La femme du génie de la mousse exotique, elle s’imagine
qu’en parlant comme une journaliste féminine, elle introduit la littérature
dans l’antre du mauvais goût qu’elle dirige. Bien sûr que j’aime les créatifs,
sauf les autoproclamés. Tiens, on va parler d’un créatif, un vrai, un petit
pâtissier d’une petite ville pyrénéenne : Artigarède d’Oloron Ste Marie.
Quand j’étais petit (entre Vincent Auriol et René Coty), comme on ne pouvait
pas aller à Oloron tous les dimanches, on allait chez Arosteguy à Biarritz qui
tenait en dépôt le gâteau-phare d’Artigarède, le Russe. Aujourd’hui, on en
trouve partout. Tous les pâtissiers de la Côte ont copié le Russe d’Artigarède.

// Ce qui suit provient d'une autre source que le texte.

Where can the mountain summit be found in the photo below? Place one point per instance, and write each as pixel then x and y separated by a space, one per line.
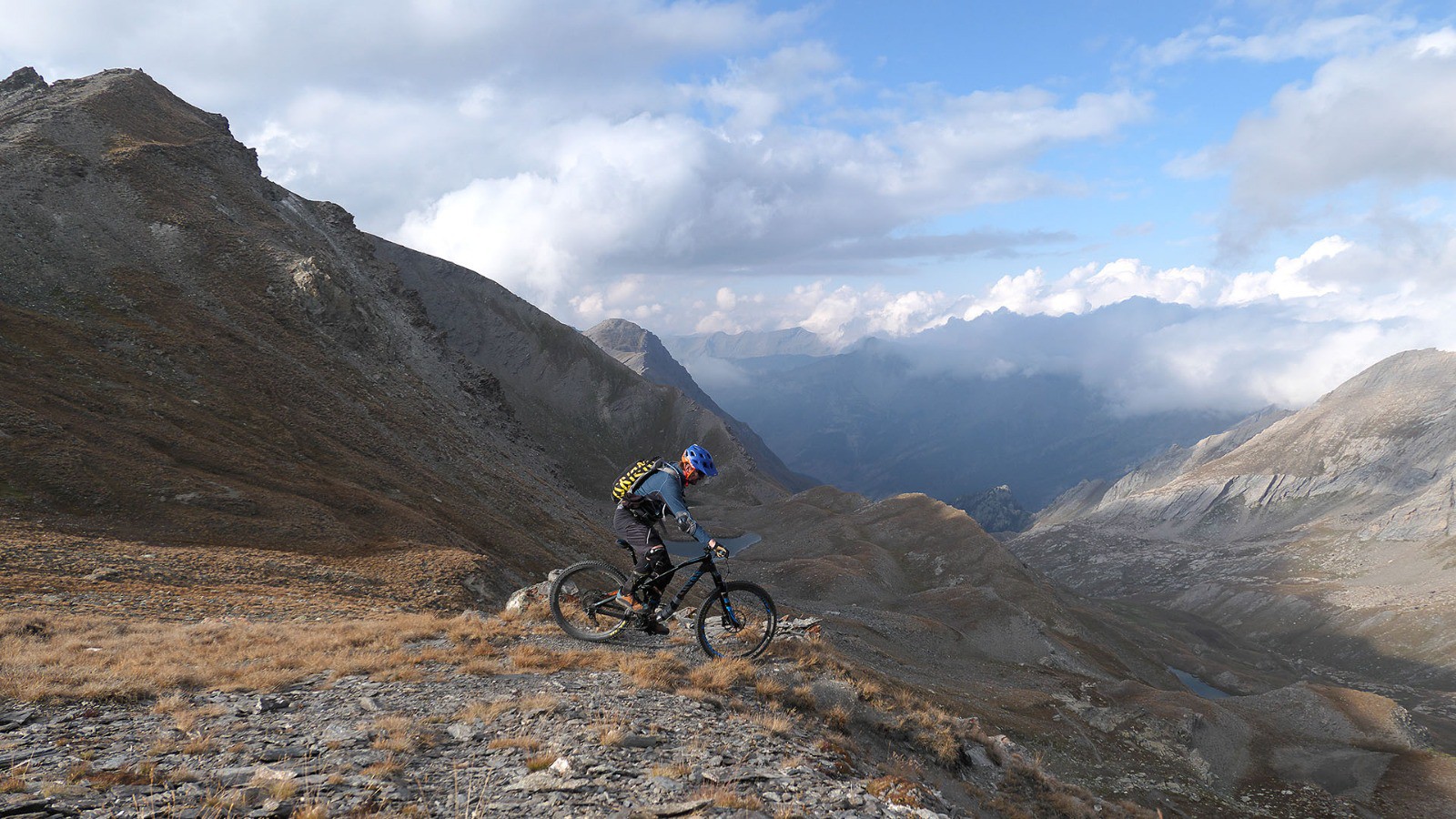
pixel 194 353
pixel 644 353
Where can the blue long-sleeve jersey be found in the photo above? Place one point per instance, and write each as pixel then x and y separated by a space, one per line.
pixel 664 490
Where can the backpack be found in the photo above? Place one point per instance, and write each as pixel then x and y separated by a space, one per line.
pixel 633 477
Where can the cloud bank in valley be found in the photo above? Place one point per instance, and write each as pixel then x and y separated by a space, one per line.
pixel 724 167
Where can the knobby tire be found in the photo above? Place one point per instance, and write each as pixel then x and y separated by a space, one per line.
pixel 746 632
pixel 581 601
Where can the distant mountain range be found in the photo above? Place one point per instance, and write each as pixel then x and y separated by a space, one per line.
pixel 936 413
pixel 191 354
pixel 645 354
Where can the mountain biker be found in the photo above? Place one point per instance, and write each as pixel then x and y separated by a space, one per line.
pixel 637 515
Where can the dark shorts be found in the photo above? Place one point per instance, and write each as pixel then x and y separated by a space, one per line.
pixel 635 532
pixel 647 545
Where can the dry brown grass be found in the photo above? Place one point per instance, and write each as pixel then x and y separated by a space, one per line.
pixel 897 790
pixel 673 771
pixel 662 671
pixel 198 745
pixel 312 811
pixel 67 658
pixel 611 729
pixel 485 712
pixel 775 723
pixel 386 767
pixel 720 676
pixel 725 796
pixel 14 782
pixel 521 742
pixel 548 661
pixel 395 732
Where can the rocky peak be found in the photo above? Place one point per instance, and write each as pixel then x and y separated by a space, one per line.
pixel 644 353
pixel 22 79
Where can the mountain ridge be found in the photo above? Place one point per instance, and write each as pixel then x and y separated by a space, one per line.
pixel 226 404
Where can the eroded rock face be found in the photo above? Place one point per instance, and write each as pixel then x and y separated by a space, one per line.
pixel 189 351
pixel 1324 531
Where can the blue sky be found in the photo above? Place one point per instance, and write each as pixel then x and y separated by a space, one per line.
pixel 861 167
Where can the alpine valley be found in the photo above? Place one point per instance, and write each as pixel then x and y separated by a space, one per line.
pixel 268 482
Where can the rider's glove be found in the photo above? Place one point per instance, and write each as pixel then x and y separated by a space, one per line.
pixel 686 523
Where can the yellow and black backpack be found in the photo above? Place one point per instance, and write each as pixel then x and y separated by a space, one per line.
pixel 633 477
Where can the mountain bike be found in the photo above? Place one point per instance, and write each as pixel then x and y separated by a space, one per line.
pixel 737 620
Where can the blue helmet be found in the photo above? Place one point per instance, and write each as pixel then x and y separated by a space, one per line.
pixel 699 460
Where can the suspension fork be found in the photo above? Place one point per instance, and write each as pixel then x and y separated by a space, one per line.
pixel 730 617
pixel 682 593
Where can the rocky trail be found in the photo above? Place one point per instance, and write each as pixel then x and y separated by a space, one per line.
pixel 570 742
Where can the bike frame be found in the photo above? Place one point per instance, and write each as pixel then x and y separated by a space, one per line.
pixel 708 566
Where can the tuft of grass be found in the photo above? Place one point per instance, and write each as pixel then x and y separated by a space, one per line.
pixel 727 797
pixel 897 790
pixel 775 723
pixel 73 658
pixel 521 742
pixel 386 767
pixel 541 659
pixel 14 782
pixel 484 712
pixel 395 733
pixel 721 675
pixel 312 811
pixel 662 671
pixel 611 729
pixel 198 745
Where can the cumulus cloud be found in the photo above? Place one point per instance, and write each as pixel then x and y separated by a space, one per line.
pixel 1380 118
pixel 1152 339
pixel 1285 40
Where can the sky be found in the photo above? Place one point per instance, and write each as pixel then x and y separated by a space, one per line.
pixel 1286 169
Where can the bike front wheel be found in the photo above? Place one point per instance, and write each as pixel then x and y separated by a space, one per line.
pixel 584 601
pixel 737 622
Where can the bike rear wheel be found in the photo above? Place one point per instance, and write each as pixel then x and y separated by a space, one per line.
pixel 739 622
pixel 584 601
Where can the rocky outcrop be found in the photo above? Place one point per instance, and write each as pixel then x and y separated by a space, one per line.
pixel 645 354
pixel 189 351
pixel 996 511
pixel 1308 530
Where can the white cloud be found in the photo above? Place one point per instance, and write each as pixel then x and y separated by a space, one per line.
pixel 1380 118
pixel 1286 40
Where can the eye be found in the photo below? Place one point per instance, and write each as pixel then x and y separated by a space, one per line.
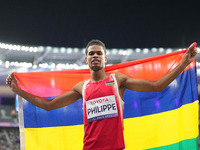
pixel 99 53
pixel 91 53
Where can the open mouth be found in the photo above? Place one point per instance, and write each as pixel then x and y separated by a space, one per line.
pixel 95 61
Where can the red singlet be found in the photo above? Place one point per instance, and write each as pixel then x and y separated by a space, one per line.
pixel 103 115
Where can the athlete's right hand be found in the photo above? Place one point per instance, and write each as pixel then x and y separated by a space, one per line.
pixel 12 82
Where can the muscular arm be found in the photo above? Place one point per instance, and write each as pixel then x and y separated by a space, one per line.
pixel 128 82
pixel 63 100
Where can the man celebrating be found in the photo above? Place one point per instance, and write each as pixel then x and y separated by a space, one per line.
pixel 102 97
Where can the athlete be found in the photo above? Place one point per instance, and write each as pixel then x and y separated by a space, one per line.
pixel 102 97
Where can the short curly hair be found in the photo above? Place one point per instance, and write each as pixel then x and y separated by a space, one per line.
pixel 95 42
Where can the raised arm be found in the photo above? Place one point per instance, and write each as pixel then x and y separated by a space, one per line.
pixel 128 82
pixel 60 101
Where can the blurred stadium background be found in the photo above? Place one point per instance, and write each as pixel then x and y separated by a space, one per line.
pixel 26 58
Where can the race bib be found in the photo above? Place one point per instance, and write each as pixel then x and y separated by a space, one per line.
pixel 101 108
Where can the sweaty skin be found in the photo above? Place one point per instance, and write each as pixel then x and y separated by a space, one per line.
pixel 96 60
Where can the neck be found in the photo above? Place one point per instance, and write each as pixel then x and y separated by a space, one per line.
pixel 98 75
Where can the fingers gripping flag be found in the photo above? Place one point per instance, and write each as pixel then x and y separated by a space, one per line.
pixel 166 120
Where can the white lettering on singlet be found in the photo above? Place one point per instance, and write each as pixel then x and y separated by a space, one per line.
pixel 101 108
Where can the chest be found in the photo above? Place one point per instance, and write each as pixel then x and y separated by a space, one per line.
pixel 100 89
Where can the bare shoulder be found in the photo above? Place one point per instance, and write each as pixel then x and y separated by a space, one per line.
pixel 78 87
pixel 121 78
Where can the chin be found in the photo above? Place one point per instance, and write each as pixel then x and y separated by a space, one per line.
pixel 96 68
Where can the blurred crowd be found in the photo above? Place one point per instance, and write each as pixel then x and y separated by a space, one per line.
pixel 9 138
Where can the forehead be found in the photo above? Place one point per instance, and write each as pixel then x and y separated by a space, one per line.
pixel 95 48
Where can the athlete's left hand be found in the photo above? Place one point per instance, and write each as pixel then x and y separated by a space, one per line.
pixel 191 53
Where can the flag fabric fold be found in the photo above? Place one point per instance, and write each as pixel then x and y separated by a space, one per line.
pixel 163 120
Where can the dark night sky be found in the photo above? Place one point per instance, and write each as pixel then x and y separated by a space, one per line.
pixel 137 23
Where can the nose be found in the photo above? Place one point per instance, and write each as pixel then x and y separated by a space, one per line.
pixel 95 55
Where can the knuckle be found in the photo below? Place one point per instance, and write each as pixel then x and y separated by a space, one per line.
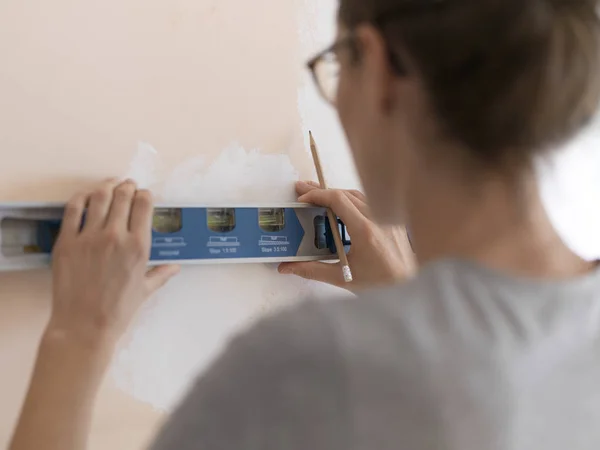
pixel 356 193
pixel 112 236
pixel 370 234
pixel 140 248
pixel 338 197
pixel 100 195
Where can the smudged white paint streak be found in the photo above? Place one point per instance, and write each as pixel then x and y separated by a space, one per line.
pixel 570 187
pixel 183 328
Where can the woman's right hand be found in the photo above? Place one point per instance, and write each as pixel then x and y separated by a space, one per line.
pixel 378 255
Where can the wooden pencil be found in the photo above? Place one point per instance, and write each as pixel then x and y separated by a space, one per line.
pixel 332 217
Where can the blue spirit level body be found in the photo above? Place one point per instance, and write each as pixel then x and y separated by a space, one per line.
pixel 186 234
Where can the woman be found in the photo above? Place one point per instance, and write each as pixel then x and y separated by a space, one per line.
pixel 492 344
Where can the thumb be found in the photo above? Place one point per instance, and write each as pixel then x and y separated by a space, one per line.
pixel 315 270
pixel 157 277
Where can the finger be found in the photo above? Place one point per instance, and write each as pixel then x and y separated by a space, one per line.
pixel 339 202
pixel 158 276
pixel 302 187
pixel 99 205
pixel 361 205
pixel 120 208
pixel 73 215
pixel 314 270
pixel 142 210
pixel 356 197
pixel 359 195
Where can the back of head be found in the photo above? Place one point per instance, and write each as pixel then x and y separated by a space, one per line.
pixel 506 78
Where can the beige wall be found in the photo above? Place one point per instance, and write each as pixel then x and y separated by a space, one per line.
pixel 81 83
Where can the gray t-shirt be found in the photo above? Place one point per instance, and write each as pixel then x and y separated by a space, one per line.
pixel 459 358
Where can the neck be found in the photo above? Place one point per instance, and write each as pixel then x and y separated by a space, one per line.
pixel 493 222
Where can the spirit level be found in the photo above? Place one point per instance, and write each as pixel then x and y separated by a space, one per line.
pixel 186 234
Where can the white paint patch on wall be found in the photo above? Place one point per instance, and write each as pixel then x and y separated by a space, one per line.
pixel 570 188
pixel 184 327
pixel 317 30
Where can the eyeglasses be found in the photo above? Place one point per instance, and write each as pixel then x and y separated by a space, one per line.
pixel 325 66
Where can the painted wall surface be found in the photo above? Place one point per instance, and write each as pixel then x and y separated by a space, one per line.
pixel 196 99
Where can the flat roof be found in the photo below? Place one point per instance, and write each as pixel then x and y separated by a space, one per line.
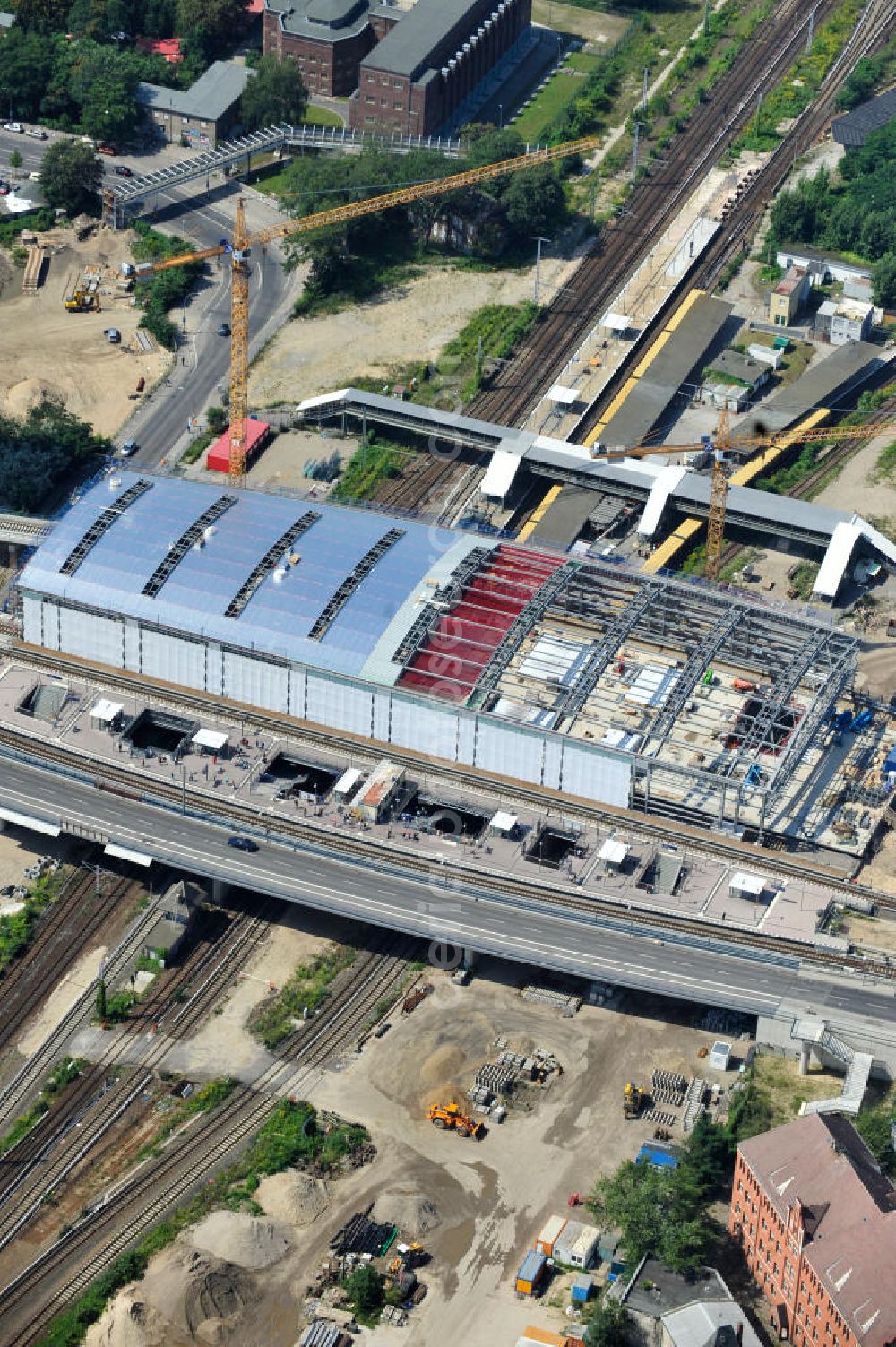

C’est la définition du créatif : le mec qui invente un
plat (ou un gâteau) que tous vont s’approprier car il correspond à une certaine
perfection.. Le MOF (dans ce cas
Mari de l’Odieuse Femelle)qui ne sait pas faire de saint-honoré, j’attends
qu’il crée un classique, mais je ne suis pas sûr qu’il en soit capable. Faire
joujou pour amuser le gogo, oui. Inventer un gâteau qui défiera les années,
c’est autre chose. Parce que les gâteaux, c’est comme les livres, y’a plein de
prédécesseurs et ceux qui savent comparent. Et ils voient bien qu’il y a les
plagiés (les créatifs) et les plagiaires.
Puisqu’on est sur la Côte basque, restons y pour parler d’un
autre créatif : en 1660, le pâtissier Adam offre un biscuit de sa création
à Louis XIV, pour son mariage. J’étais chez Adam la semaine dernière et la
brunette qi me servait me disait qu’il faudrait écrire l’histoire du macaron.
Inutile. Elle tient en deux lignes : en 1660, Adam invente le macaron.
Ensuite, il est plagié. Et pas qu’un peu. On a même, à Paris, le roi du
plagiat : il s’appelle Hermé. Le mec, il reprend une recette qui
s’approche de ses quatre siècles. Il remplace l’amande par des saveurs moins
subtiles, il y colle des colorants modernes, et la piétaille des gueux s’extasie.
Au point que le plagiaire, le geai paré des plumes des cons, est parfois appelé
le roi du macaron. !!On rêve…..
On va me dire ce que j’ai déjà entendu, à savoir que je
n’aime pas la nouveauté. C’est faux mais elle ne doit pas faire disparaître la
tradition. Qu’un chef crée un nouveau plat me va, même en cuisine moléculaire.
Ce qui ne me va pas, c’est que les vieux classiques disparaissent. Qu’on ne
retrouve plus sur les cartes de poulardes en vessie à la Albufera ne serait ce
que parce que j’aime bien Suchet. Et pour moi, les meilleurs, les MOF, ne sont
jamais qu’une passerelle entre les meilleurs de tous les temps. Le concurrent de
Ducasse, c’est pas Alleno, c’est Carême. Si vous ne pouvez pas comprendre ça….
Quand j’étais môme, le geai de La Fontaine, m’explosait de
rire. Un piaf persuadé qu’il pouvait enfiler les plumes d’un autre….Ben voilà,
on y est. Et tout le monde applaudit le piaf déguisé.